Year-round activities

  • Birding — The Fish Lake Nature Trail provides ample opportunities for birders of all levels to see something interesting! More than 190 species have been documented from the trails over the last few years, thanks to the variety of habitats the trail passes through. You can track (and contribute!) recent sightings on our eBird hotspot.
  • Geocaching — Five geocaches are placed along the trail. Bring your own GPS and see if you can locate them! For coordinates, visit the official geocaching website "Geocaching" or download this brochure from the City of East Bethel listing the codes for the five Fish Lake caches as well as several others around the city.
  • Reporting on iNaturalist — Are you an iNaturalist user? These habitats are home to a diverse assemblage of plants and animals. Any observations you upload from the trail will automatically be added to the project! Check out some of what you might see on our iNaturalist project, Biodiversity of Cedar Creek.

Rules and regulations

  • Day use only (sunrise to sunset)
  • Park only in designated areas (please do not park along Durant St.)
  • Deposit all trash in available receptacles.
  • No fires allowed
  • No smoking anywhere on University property, including trails, roads and gazebo
  • Stay on designated trails
  • No motorized vehicles, including ATV’s, dirt bikes, and snowmobiles
  • No bicycles
  • No dogs
  • No firearms, hunting, or collecting
  • No alcohol
  • No motorboats on lake (canoes allowed)

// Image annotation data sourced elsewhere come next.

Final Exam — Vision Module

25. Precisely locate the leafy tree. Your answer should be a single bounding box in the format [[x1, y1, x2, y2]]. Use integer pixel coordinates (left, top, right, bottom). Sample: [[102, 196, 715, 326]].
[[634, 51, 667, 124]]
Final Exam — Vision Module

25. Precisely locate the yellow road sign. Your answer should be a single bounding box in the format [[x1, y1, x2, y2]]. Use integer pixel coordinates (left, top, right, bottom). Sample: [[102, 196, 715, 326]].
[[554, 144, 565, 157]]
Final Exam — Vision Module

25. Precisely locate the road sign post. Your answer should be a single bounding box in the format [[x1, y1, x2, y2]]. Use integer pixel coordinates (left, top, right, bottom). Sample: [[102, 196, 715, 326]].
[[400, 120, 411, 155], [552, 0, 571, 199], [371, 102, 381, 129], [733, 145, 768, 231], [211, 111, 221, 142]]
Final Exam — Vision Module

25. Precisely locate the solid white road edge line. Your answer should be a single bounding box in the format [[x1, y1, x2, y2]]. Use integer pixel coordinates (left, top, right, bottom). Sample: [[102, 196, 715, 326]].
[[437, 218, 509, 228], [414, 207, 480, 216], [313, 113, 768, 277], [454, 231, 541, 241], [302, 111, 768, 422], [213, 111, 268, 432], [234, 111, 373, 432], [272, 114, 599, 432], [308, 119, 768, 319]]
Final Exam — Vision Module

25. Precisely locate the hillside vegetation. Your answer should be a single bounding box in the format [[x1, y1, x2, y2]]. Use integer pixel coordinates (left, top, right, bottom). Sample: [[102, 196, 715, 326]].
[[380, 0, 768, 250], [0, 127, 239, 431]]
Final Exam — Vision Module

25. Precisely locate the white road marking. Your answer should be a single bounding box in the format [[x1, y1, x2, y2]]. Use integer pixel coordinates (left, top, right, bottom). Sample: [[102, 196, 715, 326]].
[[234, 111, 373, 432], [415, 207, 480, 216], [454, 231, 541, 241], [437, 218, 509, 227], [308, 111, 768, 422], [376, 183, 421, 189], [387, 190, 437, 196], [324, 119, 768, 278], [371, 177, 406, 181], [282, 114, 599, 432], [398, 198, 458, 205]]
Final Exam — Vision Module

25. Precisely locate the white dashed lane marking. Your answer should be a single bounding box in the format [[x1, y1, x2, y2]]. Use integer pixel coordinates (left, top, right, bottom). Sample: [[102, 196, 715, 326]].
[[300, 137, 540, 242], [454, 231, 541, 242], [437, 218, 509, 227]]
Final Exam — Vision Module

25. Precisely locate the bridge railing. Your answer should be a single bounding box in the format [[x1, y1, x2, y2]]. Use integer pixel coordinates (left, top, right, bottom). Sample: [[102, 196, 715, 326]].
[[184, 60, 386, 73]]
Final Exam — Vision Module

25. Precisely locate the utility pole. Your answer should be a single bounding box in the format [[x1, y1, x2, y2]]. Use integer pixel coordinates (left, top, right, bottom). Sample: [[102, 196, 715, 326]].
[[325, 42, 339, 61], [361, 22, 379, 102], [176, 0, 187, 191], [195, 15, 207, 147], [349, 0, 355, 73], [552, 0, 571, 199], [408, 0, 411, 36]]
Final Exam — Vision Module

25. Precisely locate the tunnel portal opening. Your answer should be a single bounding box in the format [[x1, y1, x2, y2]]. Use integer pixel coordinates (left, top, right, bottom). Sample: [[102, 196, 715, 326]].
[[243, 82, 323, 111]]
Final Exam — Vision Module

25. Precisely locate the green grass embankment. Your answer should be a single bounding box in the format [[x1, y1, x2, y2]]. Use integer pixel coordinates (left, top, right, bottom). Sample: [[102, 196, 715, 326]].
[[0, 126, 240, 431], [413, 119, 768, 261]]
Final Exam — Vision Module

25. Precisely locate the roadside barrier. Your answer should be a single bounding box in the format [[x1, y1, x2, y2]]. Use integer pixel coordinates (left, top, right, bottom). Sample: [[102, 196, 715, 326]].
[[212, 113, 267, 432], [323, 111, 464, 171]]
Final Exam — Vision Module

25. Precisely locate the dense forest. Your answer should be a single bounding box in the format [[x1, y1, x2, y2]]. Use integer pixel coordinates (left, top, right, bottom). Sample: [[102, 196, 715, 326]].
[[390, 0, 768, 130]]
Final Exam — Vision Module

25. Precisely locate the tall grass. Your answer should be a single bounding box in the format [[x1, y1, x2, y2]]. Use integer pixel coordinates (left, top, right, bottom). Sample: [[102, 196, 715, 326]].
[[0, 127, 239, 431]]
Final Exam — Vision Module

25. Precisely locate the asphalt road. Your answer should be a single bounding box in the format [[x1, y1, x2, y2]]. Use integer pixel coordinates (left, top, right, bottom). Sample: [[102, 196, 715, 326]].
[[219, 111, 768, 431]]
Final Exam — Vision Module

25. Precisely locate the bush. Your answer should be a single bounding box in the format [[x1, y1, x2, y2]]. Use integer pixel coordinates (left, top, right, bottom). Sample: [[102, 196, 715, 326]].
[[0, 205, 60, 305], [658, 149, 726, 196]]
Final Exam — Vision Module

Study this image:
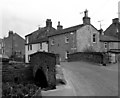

Please note: These trails are interpretive and/or nature trails. Please treat them as such, respecting the research and wildlife in the area.

Seasonal activities

Boating on Fish Lake

Non-motorized boats are welcome on Fish Lake. Launch from the east side of the lake, at the end of the path from the parking lot, or at the north side of the lake along Fawn Lake Drive near the intersection with Durant St. (unimproved launch site). Please be respectful of wildlife when using the lake.

Cross-country skiing

When the ground is snow covered, we invite you to snowshoe or cross-country ski the Savanna Loop Ski Trail, a 2-mile loop along internal sand roads. These trails are open to public access only in the winter; during the rest of the year they are used for research and are therefore closed to hikers unless otherwise marked. The trail may or may not be groomed depending on staff availability.

Bison trail 

The bison have returned to their winter home in Wisconsin, and the Bison Trail is currently closed. This 1-mile (one way) trail extension heading south from Fish Lake is open to the public daily in the summer from 8 a.m. - 4:30 p.m. It leads, via sand roads, to the a viewing gazebo which is staffed by trained interpretive naturalists on the weekends. During the week, enjoy a self-guided hike, read interpretive signs, birdwatch and pick up a brochure to learn more about oak savanna and bison research. On the weekends, naturalist volunteers will be on hand with fur, bones, a bison skull and lots of information about the species and the project. The gazebo is also a wonderful place to birdwatch.